What that results in is becoming a chameleon. It creates a lot of problems in relationships because if I want this person to like me, I'm going to pretend to be into the stuff they're into. This way, I don't have my own joys, preferences, desires, or personality. I adapt and absorb the desires of other people. I create this false contract with the people around me, in which I pretend to be into something that I'm not. Eventually, it starts to become hard to maintain the facade. Other people may then notice my facade and stop inviting me. And if they stop inviting me, it triggers the fear of abandonment.

This issue can go even as far as someone with BPD being in a relationship with someone who wants to be in an open relationship, and because the person with BPD does not want their partner to leave them, they agree to an open relationship even though it's not what they want. Then once they enter into an open relationship and their partner is being intimate with other people, that exacerbates the fear of abandonment and causes all sorts of behaviors to explode.

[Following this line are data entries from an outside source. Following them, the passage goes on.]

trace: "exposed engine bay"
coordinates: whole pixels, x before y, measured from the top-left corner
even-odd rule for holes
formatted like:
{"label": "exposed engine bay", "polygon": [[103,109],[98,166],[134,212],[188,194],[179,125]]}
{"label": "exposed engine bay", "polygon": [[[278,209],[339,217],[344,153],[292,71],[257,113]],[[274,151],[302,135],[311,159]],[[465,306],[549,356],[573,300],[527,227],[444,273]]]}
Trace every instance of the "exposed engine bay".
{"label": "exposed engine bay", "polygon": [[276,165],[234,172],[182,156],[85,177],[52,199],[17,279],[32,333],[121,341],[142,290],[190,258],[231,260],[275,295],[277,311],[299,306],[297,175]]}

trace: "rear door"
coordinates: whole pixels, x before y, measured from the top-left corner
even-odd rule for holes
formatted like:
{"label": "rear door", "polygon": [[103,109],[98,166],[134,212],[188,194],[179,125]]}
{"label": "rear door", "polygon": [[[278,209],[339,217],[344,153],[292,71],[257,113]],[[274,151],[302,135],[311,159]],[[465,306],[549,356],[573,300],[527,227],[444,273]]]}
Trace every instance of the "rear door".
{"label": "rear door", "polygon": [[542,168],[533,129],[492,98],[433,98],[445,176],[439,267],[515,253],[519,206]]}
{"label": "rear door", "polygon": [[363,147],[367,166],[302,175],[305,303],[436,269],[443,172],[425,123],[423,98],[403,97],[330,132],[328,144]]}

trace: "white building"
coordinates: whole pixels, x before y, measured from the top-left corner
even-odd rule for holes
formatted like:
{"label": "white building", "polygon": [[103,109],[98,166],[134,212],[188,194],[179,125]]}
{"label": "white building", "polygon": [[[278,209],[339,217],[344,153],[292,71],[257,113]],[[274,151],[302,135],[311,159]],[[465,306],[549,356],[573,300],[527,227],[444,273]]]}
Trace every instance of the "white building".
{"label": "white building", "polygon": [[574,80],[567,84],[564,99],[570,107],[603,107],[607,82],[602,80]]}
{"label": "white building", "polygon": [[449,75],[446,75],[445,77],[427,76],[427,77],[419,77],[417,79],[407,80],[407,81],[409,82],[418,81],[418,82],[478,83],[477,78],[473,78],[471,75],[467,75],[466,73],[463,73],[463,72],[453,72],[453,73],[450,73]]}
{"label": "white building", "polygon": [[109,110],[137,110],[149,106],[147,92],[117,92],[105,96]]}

People with BPD are also very empathic, which, once again, fits in with the idea of having no sense of self. Because my sense of self is going to be determined by how other people treat me. And for that to work, I have to be very empathic. The problem is that the kind of empathy that I have is biased. It's biased toward the negative. What I tend to see is dissatisfaction, fear, disappointment, and anger in all of my relationships. As explained earlier, I start to react out of fear when people are still 70% happy because all I can see is them being upset with me.

What does BPD look like to others?

1. Unstable relationships The first symptom that other people tend to see in people who have BPD, like me, is a pattern of unstable relationships. Due to the fact that I can quickly form romantic relationships and really close friendships with others. I'm quickly thinking about moving in together when we've just met a week ago. The problem is that these kinds of relationships tend to become unstable. At first, everything appears to be perfect, but then all kinds of interpersonal conflicts arise, begin to fight all the time, and push-and-pull behavior is shown, which causes the relationships to collapse rather quickly.

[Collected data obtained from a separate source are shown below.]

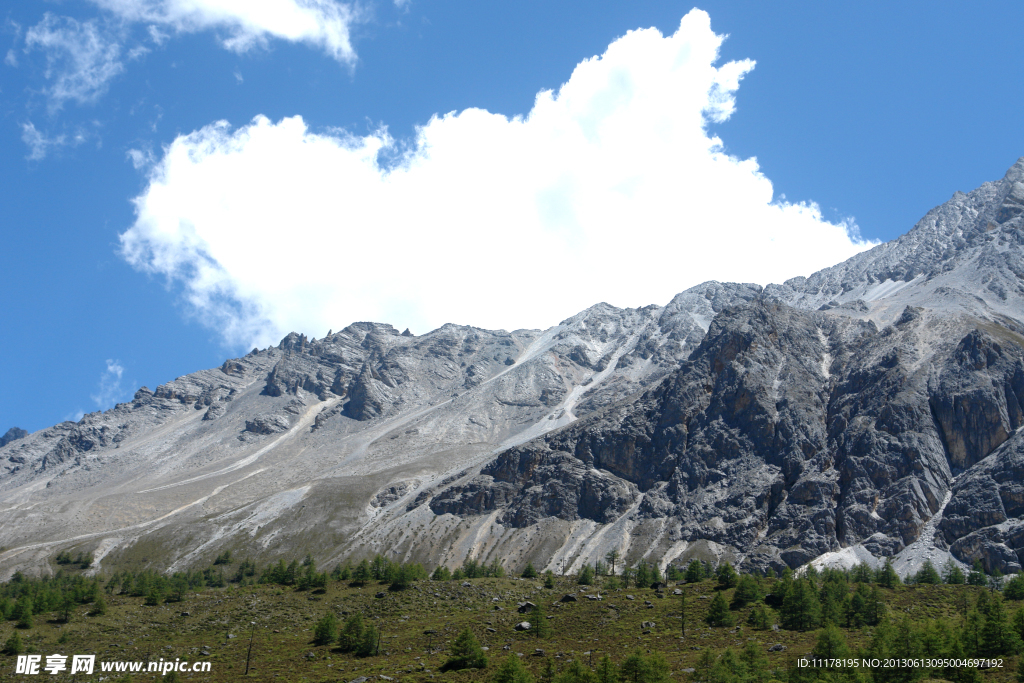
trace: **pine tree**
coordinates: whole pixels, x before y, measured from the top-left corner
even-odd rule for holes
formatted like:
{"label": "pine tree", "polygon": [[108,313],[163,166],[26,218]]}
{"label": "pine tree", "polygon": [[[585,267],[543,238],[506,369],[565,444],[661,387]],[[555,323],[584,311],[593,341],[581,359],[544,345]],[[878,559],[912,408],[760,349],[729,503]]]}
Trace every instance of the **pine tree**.
{"label": "pine tree", "polygon": [[92,603],[92,612],[90,614],[94,617],[103,616],[107,613],[107,601],[103,599],[102,595],[96,596],[96,600]]}
{"label": "pine tree", "polygon": [[736,574],[736,570],[733,569],[732,565],[728,562],[723,562],[718,565],[718,571],[715,572],[715,577],[718,579],[718,587],[721,590],[727,588],[735,588],[739,582],[739,575]]}
{"label": "pine tree", "polygon": [[818,634],[811,654],[819,659],[844,659],[850,655],[846,636],[835,624],[829,624]]}
{"label": "pine tree", "polygon": [[473,635],[473,632],[467,628],[452,643],[452,656],[444,663],[441,670],[483,669],[486,666],[487,657],[480,647],[480,642]]}
{"label": "pine tree", "polygon": [[313,629],[313,642],[316,645],[330,645],[338,637],[338,620],[328,612]]}
{"label": "pine tree", "polygon": [[838,625],[844,621],[849,586],[845,581],[846,577],[842,576],[842,578],[839,578],[840,576],[830,572],[821,586],[821,591],[818,593],[821,600],[822,624],[831,623]]}
{"label": "pine tree", "polygon": [[636,581],[637,588],[647,588],[651,585],[651,575],[647,570],[647,562],[641,562],[636,567]]}
{"label": "pine tree", "polygon": [[715,662],[716,678],[720,681],[742,681],[747,677],[747,667],[743,660],[736,656],[731,647],[725,648]]}
{"label": "pine tree", "polygon": [[858,563],[852,571],[850,571],[850,580],[854,583],[871,583],[873,580],[873,572],[871,567],[865,562]]}
{"label": "pine tree", "polygon": [[740,653],[740,660],[746,667],[748,680],[752,683],[763,683],[769,679],[771,664],[768,662],[768,655],[764,653],[763,646],[748,641],[743,652]]}
{"label": "pine tree", "polygon": [[574,659],[569,662],[569,666],[565,667],[565,671],[555,676],[554,681],[555,683],[596,683],[597,676],[583,666],[579,660]]}
{"label": "pine tree", "polygon": [[399,565],[391,573],[391,585],[389,590],[393,591],[404,591],[412,584],[412,578],[415,570],[412,567],[406,565]]}
{"label": "pine tree", "polygon": [[699,560],[690,560],[686,566],[686,583],[699,583],[704,580],[704,565]]}
{"label": "pine tree", "polygon": [[921,568],[914,574],[914,583],[931,585],[942,583],[939,572],[936,571],[935,565],[932,564],[931,560],[925,560]]}
{"label": "pine tree", "polygon": [[490,683],[533,683],[533,676],[523,666],[519,657],[513,654],[495,670]]}
{"label": "pine tree", "polygon": [[32,618],[32,600],[27,595],[21,596],[14,604],[12,617],[17,620],[18,628],[32,628],[35,623]]}
{"label": "pine tree", "polygon": [[1013,613],[1013,630],[1017,637],[1024,641],[1024,607]]}
{"label": "pine tree", "polygon": [[615,575],[615,563],[619,560],[618,550],[609,550],[605,553],[604,559],[608,561],[608,565],[611,567],[612,576]]}
{"label": "pine tree", "polygon": [[998,657],[1017,654],[1021,649],[1021,639],[1016,631],[1009,627],[1006,608],[998,593],[989,600],[984,617],[985,623],[981,628],[981,655]]}
{"label": "pine tree", "polygon": [[60,598],[61,621],[65,624],[71,621],[71,610],[75,608],[75,596],[65,591]]}
{"label": "pine tree", "polygon": [[988,579],[985,578],[985,568],[982,566],[981,560],[974,561],[971,573],[967,575],[967,583],[971,586],[984,586],[988,583]]}
{"label": "pine tree", "polygon": [[705,621],[709,626],[732,626],[735,623],[733,615],[729,612],[729,604],[721,591],[715,593]]}
{"label": "pine tree", "polygon": [[[1022,658],[1021,661],[1024,661],[1024,658]],[[595,673],[597,674],[597,683],[617,683],[619,680],[619,674],[615,670],[615,664],[612,662],[612,658],[608,655],[601,657],[597,662],[597,671]]]}
{"label": "pine tree", "polygon": [[14,633],[11,634],[11,637],[7,639],[7,642],[4,643],[4,654],[11,655],[13,657],[15,655],[20,655],[24,651],[25,644],[21,642],[21,634],[15,630]]}
{"label": "pine tree", "polygon": [[544,587],[554,588],[555,587],[555,574],[550,569],[544,572]]}
{"label": "pine tree", "polygon": [[558,670],[555,669],[555,660],[548,657],[544,660],[544,668],[540,672],[541,683],[554,683],[555,674]]}
{"label": "pine tree", "polygon": [[878,585],[884,586],[885,588],[895,588],[900,585],[900,575],[896,573],[896,570],[892,566],[890,560],[885,561],[885,565],[878,570]]}
{"label": "pine tree", "polygon": [[352,583],[357,586],[365,585],[367,581],[373,578],[373,572],[370,569],[370,563],[363,558],[363,560],[356,565],[356,569],[352,572]]}
{"label": "pine tree", "polygon": [[537,570],[533,568],[533,563],[532,562],[527,562],[526,563],[526,569],[523,570],[523,578],[524,579],[536,579],[537,578]]}
{"label": "pine tree", "polygon": [[1003,596],[1010,600],[1024,600],[1024,572],[1013,575],[1003,586]]}
{"label": "pine tree", "polygon": [[954,562],[953,558],[946,560],[946,564],[942,565],[942,582],[962,586],[965,580],[960,565]]}
{"label": "pine tree", "polygon": [[434,581],[451,581],[452,572],[448,567],[441,564],[437,566],[437,569],[435,569],[434,573],[430,575],[430,578]]}
{"label": "pine tree", "polygon": [[736,582],[736,592],[733,593],[730,607],[740,609],[760,599],[761,587],[757,585],[757,579],[750,574],[744,574]]}
{"label": "pine tree", "polygon": [[363,640],[363,615],[356,612],[345,620],[345,625],[338,635],[338,645],[342,652],[355,652]]}
{"label": "pine tree", "polygon": [[801,577],[786,593],[780,612],[782,625],[792,631],[817,628],[821,619],[821,602],[810,579]]}
{"label": "pine tree", "polygon": [[639,584],[637,584],[637,582],[636,582],[636,569],[634,569],[633,567],[629,567],[629,566],[623,567],[622,568],[622,587],[623,588],[629,588],[630,586],[637,586],[637,585],[639,585]]}
{"label": "pine tree", "polygon": [[623,683],[668,683],[668,663],[660,654],[645,657],[639,650],[626,657],[619,667]]}
{"label": "pine tree", "polygon": [[356,655],[359,657],[372,657],[380,654],[380,631],[373,624],[367,624],[363,629],[363,637],[356,648]]}
{"label": "pine tree", "polygon": [[551,636],[551,624],[548,623],[548,617],[544,614],[544,608],[540,605],[534,605],[533,609],[530,610],[530,631],[537,638],[548,638]]}
{"label": "pine tree", "polygon": [[[862,586],[864,584],[861,584]],[[847,628],[860,628],[864,625],[864,612],[866,600],[860,591],[854,593],[846,602],[846,626]]]}
{"label": "pine tree", "polygon": [[747,616],[747,623],[759,631],[771,628],[771,612],[762,603],[757,603]]}
{"label": "pine tree", "polygon": [[594,584],[594,568],[589,564],[583,565],[580,575],[576,578],[576,583],[581,586],[592,586]]}

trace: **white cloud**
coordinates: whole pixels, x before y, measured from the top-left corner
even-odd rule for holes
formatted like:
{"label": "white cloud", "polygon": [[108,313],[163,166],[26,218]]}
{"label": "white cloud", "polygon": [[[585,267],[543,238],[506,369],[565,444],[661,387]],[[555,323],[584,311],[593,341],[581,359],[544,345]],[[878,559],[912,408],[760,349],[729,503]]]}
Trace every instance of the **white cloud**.
{"label": "white cloud", "polygon": [[[21,141],[28,145],[27,159],[41,161],[63,147],[78,147],[90,139],[97,139],[97,148],[101,146],[96,130],[100,128],[98,121],[92,122],[92,128],[79,125],[69,134],[47,134],[36,128],[31,121],[21,124]],[[67,128],[65,127],[65,131]]]}
{"label": "white cloud", "polygon": [[156,157],[151,149],[130,149],[125,155],[132,162],[136,171],[150,168],[156,163]]}
{"label": "white cloud", "polygon": [[27,158],[31,161],[41,161],[51,151],[66,145],[67,136],[55,135],[47,137],[36,128],[34,123],[29,121],[28,123],[21,124],[21,141],[28,145]]}
{"label": "white cloud", "polygon": [[121,387],[121,378],[124,376],[124,367],[120,361],[107,359],[107,369],[100,376],[99,391],[91,394],[93,400],[100,410],[113,408],[121,399],[127,395],[127,390]]}
{"label": "white cloud", "polygon": [[349,27],[357,10],[336,0],[93,0],[96,5],[129,22],[149,24],[160,44],[160,29],[179,33],[204,30],[225,32],[223,45],[237,52],[276,38],[317,47],[342,63],[355,61]]}
{"label": "white cloud", "polygon": [[26,32],[25,49],[46,53],[46,93],[54,109],[67,100],[95,102],[124,71],[117,36],[95,20],[79,22],[47,12]]}
{"label": "white cloud", "polygon": [[816,205],[775,199],[755,159],[708,133],[754,66],[716,67],[721,41],[694,10],[671,36],[616,40],[525,117],[434,117],[408,148],[299,117],[212,124],[164,150],[123,254],[248,347],[355,320],[544,327],[602,300],[806,275],[869,246]]}

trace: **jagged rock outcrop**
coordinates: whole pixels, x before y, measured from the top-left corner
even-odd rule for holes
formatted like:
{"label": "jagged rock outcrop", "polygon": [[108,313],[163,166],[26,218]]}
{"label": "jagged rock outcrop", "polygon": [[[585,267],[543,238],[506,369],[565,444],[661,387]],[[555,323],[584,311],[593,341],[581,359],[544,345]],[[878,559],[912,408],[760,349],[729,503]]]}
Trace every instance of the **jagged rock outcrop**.
{"label": "jagged rock outcrop", "polygon": [[23,439],[26,436],[28,436],[28,432],[24,429],[21,429],[20,427],[11,427],[3,436],[0,436],[0,448],[3,448],[12,441]]}

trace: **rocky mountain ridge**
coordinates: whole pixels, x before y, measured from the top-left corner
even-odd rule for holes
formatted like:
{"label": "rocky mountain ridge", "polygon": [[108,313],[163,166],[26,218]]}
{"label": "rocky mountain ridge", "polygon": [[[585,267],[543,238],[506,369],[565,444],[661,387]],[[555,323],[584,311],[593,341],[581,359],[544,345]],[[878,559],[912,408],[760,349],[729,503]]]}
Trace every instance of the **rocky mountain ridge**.
{"label": "rocky mountain ridge", "polygon": [[762,290],[290,334],[0,445],[0,568],[1024,559],[1024,159]]}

2. Strong emotional reactions The second thing that others often see from me is strong emotional reactions, which can be very frustrating from a relationship standpoint. I may explode over something that seems minor. Small things can evoke strong negative reactions. For example, when you forget to do something for me, I may get upset and start to show weird behavior. And if you ask me what's wrong, I often say: ''Nothing's wrong''. However, from the outside, you can see that something's wrong with me, but I won't communicate it to you. What you see is a strong emotional reaction over practically nothing, and if you start to pull away or don't talk to me as much, I may engage in what feels like manipulative behavior, guilt-tripping, or gaslighting to try to get you to re-engage.